I had read about the chateau and gardens at Clères in passing. It is mentioned for its interesting collection birds in guidebooks, and recommended as a good day out for families staying near Rouen. The Michelin Guide Normandygives it several stars, but doesn’t explain why. I was intrigued, and when we found ourselves wondering what to do on a cold, bright autumn morning in Normandy, we packed everyone into the car and headed towards Clères.

Nothing prepared us for quite how lovely Le Parc de Clères would be. During the 1860s the park was landscaped by the Comte de Béarn dans le style des parcs à l’anglaise. In 1919 Clères was purchased by zoologist Jean Delacour, who hired English Arts & Crafts garden designer Henry Avray Tipping. Delacour was a great traveller and collector, and in time Clères became a home for his collection.

And what a collection! Clères is famous for its birds but there are also mammals: peacocks, pelicans, cranes, ibis, gibbon, wallabies, antelopes and many more. Most live in the parkland in semi-freedom: there are few visible cages or barriers. It took us about two hours to walk around the gardens, with many stops to climb trees, watch flamingos balancing on their spindly legs and pelicans dipping their droopy beaks.

Parc de Cleres

We loved the juxtaposition of the historic chateau with these southern hemisphere mammals, lazing in the watery autumn sunshine.

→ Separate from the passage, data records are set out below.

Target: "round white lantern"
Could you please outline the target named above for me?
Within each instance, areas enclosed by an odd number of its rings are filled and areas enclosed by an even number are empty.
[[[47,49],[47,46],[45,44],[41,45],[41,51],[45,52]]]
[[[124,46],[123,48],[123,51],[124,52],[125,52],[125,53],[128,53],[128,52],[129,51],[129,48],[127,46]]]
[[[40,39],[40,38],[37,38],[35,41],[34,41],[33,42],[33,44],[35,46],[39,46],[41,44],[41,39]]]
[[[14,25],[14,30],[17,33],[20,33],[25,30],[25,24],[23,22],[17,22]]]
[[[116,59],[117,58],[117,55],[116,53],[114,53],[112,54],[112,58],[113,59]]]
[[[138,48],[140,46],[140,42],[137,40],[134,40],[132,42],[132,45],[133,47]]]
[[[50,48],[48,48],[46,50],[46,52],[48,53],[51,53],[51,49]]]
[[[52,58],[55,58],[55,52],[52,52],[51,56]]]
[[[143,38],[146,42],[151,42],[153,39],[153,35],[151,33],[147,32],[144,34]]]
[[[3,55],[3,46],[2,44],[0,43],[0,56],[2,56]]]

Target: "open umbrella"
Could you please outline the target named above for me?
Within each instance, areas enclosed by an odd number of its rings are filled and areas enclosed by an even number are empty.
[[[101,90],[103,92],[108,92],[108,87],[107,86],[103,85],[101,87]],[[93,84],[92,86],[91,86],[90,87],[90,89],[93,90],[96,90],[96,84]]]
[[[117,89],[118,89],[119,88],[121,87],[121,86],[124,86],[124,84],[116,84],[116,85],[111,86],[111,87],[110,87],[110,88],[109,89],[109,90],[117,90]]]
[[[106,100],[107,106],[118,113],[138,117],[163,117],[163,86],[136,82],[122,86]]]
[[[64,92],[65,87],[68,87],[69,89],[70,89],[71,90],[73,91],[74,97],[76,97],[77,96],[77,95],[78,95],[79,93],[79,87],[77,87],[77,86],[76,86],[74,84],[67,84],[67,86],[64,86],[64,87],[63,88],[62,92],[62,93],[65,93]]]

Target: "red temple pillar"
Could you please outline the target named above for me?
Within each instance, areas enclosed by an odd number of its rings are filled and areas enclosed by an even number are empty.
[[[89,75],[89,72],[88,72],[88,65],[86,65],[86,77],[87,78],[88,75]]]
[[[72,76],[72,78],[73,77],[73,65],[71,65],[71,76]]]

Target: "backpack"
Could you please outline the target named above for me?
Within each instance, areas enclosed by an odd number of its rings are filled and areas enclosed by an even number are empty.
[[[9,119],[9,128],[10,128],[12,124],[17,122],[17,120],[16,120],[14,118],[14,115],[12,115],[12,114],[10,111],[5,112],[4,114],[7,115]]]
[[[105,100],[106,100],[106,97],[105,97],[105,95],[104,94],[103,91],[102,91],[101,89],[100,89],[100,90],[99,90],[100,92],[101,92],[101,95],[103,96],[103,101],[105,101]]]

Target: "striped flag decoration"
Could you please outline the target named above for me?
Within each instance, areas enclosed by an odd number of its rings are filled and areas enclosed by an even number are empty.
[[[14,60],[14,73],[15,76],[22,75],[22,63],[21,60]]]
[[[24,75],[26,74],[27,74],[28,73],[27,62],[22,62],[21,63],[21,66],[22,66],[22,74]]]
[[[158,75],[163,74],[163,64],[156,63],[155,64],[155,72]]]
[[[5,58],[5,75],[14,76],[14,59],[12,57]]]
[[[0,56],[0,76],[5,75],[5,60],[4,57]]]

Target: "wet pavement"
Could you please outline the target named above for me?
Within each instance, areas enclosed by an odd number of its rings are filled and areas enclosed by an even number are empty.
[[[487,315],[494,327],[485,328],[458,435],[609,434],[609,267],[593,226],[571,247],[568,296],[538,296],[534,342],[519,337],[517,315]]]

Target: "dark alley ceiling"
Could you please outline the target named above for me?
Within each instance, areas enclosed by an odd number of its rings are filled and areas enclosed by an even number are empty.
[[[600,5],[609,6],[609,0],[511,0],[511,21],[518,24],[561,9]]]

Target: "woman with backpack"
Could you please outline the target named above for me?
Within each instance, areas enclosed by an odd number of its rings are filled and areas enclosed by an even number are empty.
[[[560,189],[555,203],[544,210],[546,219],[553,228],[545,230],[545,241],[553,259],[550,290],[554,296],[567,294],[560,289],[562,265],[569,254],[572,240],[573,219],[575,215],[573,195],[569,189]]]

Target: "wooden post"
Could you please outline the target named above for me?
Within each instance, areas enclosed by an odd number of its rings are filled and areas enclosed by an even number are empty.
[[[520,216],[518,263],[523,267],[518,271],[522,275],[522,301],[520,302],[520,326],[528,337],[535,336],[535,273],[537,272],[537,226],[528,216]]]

The chateau, which was not accessible for visiting on the day we were there, is interesting too. There are buildings from many different periods, including medieval fortifications, a 16th century manor, and later additions.

CleresCleres

The town of Clères is charming and a short walk from the Park’s gate. There are several tea rooms and bars, perfect for a refreshment before the drive home. All in all an excellent, and inexpensive day out for our young family. Our reduced price tickets were 4 EUR each – a bargain compared to urban zoos in the UK which can cost over GBP 15 per person.